The feeling of being cheated

This is because there are many people who exaggerate their feelings for each other in order to have sex, thus making the other party believe that the relationship can escalate and thus agree to casual sex.
 However, they find out afterwards that this is not the case and it inspires feelings of being cheated and loneliness.

Guilt caused by female stereotypes

In addition to this, some studies have suggested that women find it more difficult to enjoy the process of casual sex because casual sex goes against the moral code of sexual behavior in their minds. This may be due to the fact that they grew up with the perception that only bad girls have sex with people other than their partners.

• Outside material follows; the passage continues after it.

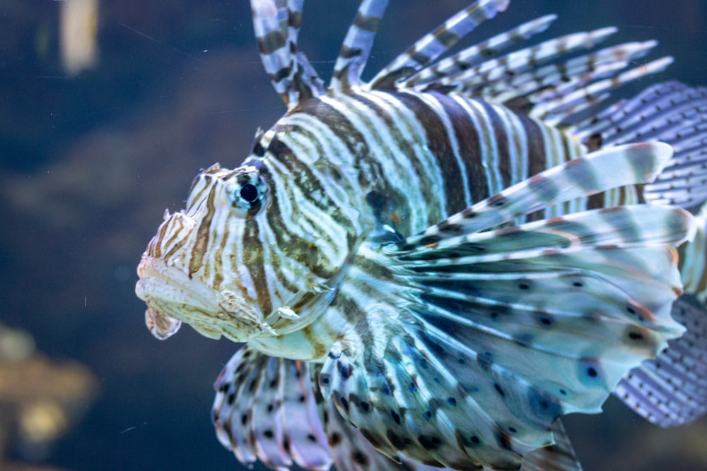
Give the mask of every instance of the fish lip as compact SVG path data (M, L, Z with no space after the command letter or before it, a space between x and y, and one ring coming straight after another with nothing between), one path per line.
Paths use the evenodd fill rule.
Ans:
M259 326L239 319L239 313L223 309L216 292L198 276L190 276L161 258L146 252L137 273L135 294L148 308L189 324L205 337L223 335L242 342L263 333Z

This view is so constraining for women that it creates self-criticism and reduces their sense of self-worth. Overall, both men and women have suffered some emotional damage in casual sex to a greater or lesser extent, and women, in such relationships without the constraint of commitment, may be more affected. You may ask, so is there no benefit to casual sex? In fact, apart from satisfying sexual needs, casual sex may have an additional function - making friends or becoming partners.
 If we think of friendships and partnerships as a sublimation of fwb relationships, then our initial belief that "casual sex = satisfying physical needs" may need to be changed! After all, more than 50% of people achieve a deeper connection through this purely physical relationship, eventually developing into friends or couples.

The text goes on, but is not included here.